Analysts, however, say the hard-line policy adopted by Delhi has failed as the disputed state has descended into a low-intensity conflict.

“Indian side believes that by making its tat more deadly than the Pakistani tit, it is imposing more costs than it incurs itself,” former foreign secretary Shyam Saran  wrote recently in Business Standard. But so far, there is no evidence that deliberate escalation of fire by the Indian side is leading to any change in Pakistani calculus. On the contrary, there is a matching escalatory dynamic at work on the other side, with significant damage being inflicted on border villages on the Indian side.”

Kashmiris: Sitting Ducks in World’s Deadliest Game of ‘Target Practice’

Kashmir is one of the difficult political problems that the subcontinent faces and people are stuck between  ‘polarising and uncompromising’ positions of rulers,  with no end in sight to their suffering.

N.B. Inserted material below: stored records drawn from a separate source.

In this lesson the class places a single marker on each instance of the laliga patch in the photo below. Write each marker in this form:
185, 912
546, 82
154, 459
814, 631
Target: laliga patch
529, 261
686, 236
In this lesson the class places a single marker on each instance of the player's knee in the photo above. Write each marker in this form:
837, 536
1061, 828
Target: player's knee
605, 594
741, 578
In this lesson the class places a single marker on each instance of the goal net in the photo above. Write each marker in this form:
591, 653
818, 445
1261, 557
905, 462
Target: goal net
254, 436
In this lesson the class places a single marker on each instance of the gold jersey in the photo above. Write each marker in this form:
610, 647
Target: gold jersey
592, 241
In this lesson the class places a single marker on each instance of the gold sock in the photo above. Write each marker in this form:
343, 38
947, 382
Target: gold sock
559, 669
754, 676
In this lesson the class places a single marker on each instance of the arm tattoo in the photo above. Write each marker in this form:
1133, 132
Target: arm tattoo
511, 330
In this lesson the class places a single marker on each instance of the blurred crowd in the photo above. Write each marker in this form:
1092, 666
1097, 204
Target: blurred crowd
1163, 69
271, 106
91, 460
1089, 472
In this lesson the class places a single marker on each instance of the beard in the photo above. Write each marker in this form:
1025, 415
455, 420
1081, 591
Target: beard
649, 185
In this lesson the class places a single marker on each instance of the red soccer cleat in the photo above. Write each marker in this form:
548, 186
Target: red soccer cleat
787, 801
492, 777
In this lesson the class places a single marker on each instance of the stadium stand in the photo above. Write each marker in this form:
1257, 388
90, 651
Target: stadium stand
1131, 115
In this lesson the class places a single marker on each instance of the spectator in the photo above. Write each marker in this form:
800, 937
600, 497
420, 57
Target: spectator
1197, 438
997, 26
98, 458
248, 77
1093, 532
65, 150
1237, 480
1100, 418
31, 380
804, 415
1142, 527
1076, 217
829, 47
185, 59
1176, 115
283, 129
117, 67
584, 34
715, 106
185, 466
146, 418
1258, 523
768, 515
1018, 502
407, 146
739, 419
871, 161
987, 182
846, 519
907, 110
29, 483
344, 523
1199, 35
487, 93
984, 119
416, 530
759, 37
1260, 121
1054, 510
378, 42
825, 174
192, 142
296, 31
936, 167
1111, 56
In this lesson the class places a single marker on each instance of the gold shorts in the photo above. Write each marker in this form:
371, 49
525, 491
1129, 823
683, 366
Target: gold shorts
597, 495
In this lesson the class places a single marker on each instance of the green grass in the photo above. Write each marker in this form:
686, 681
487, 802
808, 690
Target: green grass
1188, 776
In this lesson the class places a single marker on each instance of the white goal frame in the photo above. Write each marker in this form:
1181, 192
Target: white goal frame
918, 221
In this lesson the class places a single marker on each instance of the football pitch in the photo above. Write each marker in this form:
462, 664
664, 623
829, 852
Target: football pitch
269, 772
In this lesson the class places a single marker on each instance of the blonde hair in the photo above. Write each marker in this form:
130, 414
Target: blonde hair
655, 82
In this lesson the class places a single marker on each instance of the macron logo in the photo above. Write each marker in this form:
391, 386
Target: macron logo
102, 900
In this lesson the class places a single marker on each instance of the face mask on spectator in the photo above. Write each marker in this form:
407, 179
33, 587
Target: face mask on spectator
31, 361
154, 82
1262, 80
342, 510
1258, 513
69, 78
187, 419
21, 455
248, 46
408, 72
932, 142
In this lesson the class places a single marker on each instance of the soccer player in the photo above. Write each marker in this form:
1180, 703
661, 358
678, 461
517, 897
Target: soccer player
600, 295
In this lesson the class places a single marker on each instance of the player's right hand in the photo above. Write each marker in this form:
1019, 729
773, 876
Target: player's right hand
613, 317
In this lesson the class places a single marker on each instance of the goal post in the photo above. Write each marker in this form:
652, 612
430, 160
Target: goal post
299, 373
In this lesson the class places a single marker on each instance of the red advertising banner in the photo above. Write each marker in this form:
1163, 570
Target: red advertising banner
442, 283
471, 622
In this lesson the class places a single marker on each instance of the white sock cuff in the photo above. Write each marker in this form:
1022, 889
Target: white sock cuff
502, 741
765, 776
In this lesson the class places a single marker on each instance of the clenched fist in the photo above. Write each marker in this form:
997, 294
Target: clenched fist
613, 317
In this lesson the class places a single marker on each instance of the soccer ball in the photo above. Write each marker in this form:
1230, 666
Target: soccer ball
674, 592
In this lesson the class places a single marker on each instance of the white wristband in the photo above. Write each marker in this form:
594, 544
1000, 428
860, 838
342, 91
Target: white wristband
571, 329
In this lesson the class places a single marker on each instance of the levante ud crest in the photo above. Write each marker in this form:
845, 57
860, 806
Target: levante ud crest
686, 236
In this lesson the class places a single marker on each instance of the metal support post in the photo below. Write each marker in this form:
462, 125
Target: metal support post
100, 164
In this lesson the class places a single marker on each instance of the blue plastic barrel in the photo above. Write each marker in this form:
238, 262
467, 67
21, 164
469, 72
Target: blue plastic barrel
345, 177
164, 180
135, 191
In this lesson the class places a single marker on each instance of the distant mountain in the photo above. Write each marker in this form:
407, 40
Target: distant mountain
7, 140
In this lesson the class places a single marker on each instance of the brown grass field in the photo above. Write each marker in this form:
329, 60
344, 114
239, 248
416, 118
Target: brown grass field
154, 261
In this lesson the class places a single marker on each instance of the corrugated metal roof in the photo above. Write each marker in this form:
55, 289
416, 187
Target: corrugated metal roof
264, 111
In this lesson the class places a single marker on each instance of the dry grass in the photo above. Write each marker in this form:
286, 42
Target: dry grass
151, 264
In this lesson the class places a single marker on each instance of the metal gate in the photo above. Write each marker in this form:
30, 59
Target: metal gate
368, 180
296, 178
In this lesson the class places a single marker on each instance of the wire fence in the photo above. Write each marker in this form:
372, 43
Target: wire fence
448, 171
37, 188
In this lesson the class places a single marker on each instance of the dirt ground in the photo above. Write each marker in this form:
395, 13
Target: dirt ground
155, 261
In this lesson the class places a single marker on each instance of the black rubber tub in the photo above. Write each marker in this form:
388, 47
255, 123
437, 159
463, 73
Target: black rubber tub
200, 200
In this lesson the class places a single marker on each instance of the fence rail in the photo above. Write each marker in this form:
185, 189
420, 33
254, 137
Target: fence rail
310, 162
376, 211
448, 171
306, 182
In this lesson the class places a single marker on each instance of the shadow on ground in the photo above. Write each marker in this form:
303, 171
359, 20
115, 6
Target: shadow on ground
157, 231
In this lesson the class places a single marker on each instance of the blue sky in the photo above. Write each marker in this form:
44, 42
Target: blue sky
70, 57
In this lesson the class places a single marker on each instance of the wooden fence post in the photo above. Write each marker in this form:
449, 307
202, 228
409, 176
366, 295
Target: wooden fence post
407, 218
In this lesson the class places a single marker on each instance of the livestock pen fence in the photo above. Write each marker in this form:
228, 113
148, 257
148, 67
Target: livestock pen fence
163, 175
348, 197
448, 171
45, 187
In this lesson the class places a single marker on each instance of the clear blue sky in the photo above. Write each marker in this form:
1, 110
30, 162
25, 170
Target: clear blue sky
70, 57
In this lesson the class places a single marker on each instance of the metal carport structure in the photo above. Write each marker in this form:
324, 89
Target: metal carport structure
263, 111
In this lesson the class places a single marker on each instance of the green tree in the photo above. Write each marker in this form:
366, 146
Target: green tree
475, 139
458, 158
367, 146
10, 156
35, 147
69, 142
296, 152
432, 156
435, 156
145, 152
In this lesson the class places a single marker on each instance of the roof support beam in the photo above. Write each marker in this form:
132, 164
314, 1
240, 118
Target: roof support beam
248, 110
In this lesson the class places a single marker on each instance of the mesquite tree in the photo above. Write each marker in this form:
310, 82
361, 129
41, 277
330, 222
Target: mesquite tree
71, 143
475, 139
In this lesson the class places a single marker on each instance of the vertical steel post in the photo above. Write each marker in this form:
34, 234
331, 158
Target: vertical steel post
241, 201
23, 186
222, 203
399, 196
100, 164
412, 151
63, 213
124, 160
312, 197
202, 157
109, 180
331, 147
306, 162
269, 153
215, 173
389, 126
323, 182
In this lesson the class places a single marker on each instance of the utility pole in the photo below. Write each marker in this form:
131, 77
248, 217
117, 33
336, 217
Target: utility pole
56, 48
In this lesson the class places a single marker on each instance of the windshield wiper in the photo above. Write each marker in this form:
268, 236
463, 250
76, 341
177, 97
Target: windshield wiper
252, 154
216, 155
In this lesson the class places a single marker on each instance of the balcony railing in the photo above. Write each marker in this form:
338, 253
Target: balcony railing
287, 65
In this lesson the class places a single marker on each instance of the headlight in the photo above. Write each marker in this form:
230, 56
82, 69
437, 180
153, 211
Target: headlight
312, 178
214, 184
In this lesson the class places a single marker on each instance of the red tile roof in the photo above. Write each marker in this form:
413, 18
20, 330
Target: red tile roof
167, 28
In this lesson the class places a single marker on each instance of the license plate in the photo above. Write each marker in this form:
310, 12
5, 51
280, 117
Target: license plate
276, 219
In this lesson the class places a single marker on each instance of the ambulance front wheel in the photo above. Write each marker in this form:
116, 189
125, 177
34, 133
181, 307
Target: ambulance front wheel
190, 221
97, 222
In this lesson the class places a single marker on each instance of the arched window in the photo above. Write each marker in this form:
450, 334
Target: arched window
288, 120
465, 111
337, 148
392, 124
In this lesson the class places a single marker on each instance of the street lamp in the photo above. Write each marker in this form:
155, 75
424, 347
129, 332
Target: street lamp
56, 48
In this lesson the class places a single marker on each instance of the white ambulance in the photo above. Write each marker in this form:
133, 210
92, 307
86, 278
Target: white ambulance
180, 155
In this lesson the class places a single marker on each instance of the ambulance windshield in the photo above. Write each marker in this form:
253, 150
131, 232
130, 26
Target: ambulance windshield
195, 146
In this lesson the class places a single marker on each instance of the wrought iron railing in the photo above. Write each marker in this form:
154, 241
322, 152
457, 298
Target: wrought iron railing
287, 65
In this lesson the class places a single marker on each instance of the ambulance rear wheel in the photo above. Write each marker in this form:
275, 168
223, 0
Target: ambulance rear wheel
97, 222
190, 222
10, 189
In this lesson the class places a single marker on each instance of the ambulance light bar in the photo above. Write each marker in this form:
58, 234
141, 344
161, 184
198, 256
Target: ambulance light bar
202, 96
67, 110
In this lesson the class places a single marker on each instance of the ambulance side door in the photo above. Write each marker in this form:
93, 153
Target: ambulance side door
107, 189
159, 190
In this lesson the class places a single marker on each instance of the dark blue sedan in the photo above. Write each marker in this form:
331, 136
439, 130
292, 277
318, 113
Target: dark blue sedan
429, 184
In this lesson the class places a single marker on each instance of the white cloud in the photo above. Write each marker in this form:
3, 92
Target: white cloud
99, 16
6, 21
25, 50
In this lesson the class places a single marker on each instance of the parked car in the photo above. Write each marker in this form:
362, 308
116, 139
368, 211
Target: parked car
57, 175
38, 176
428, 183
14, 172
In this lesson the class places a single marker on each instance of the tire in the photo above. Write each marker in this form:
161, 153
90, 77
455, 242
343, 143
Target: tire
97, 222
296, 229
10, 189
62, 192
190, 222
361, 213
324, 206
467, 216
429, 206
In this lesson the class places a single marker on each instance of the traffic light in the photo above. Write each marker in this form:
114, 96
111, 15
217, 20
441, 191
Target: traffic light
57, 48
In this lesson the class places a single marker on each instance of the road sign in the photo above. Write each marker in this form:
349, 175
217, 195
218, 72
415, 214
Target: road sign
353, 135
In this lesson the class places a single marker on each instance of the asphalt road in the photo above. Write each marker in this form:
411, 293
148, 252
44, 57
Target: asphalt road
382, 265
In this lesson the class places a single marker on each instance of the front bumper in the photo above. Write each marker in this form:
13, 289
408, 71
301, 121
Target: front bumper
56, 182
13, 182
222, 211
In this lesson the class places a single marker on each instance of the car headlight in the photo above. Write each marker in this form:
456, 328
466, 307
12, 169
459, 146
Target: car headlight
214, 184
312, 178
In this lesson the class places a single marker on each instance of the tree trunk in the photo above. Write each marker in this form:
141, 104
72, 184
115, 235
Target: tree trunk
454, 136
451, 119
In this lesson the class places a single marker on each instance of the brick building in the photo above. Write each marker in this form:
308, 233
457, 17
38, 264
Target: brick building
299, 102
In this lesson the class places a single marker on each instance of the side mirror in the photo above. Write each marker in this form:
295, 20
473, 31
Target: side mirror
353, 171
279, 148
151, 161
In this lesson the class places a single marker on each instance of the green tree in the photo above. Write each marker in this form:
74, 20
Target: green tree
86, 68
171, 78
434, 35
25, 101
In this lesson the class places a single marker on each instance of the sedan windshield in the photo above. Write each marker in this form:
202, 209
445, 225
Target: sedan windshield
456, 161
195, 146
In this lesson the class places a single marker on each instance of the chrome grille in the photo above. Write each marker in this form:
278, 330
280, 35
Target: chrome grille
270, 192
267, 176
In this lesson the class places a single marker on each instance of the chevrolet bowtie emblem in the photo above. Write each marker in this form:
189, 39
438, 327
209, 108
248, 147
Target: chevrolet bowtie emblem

This situation on the borders has pushed Kashmir into a normalcy which is more of an illusion than reality. Almost every second day, there are gun battles between insurgents and the counter-insurgency grid. The latest was in a Kupwara village where five militants and five members of various counter-insurgent forces were killed. Since January, 11 civilians and fourteen government forces personnel including police, army-men and paramilitary CRPF have been killed in different incidents of violence in the Valley since January.

Paradise Lost 

Few places have been called a paradise more often than Kashmir, but decades of strife has turned the idyllic corner of the subcontinent into a paradise lost.  Its beauty has been part of the problem.

Legend says Kashmir has always enjoyed a special place in the hearts of most Indians and Pakistanis.

The fact is that there have been untold miseries heaped on Kashmiri people due to decades-old animosities between two countries.

Tens of thousands have been killed, and an equal number have been maimed. More than 10,000 disappeared in the strife-torn region. Thousands have migrated.

Chief minister, Mehbooba Mufti, has appealed Delhi and Islamabad to show mercy to the weary people of Jammu and Kashmir and stop the daily exchange of fire. The Partition of the subcontinent continues to haunt the people of Kashmir, she adds.

(A senior journalist, the author was the head of Reuters operations in Jammu and Kashmir till he left the global news agency a few years back.)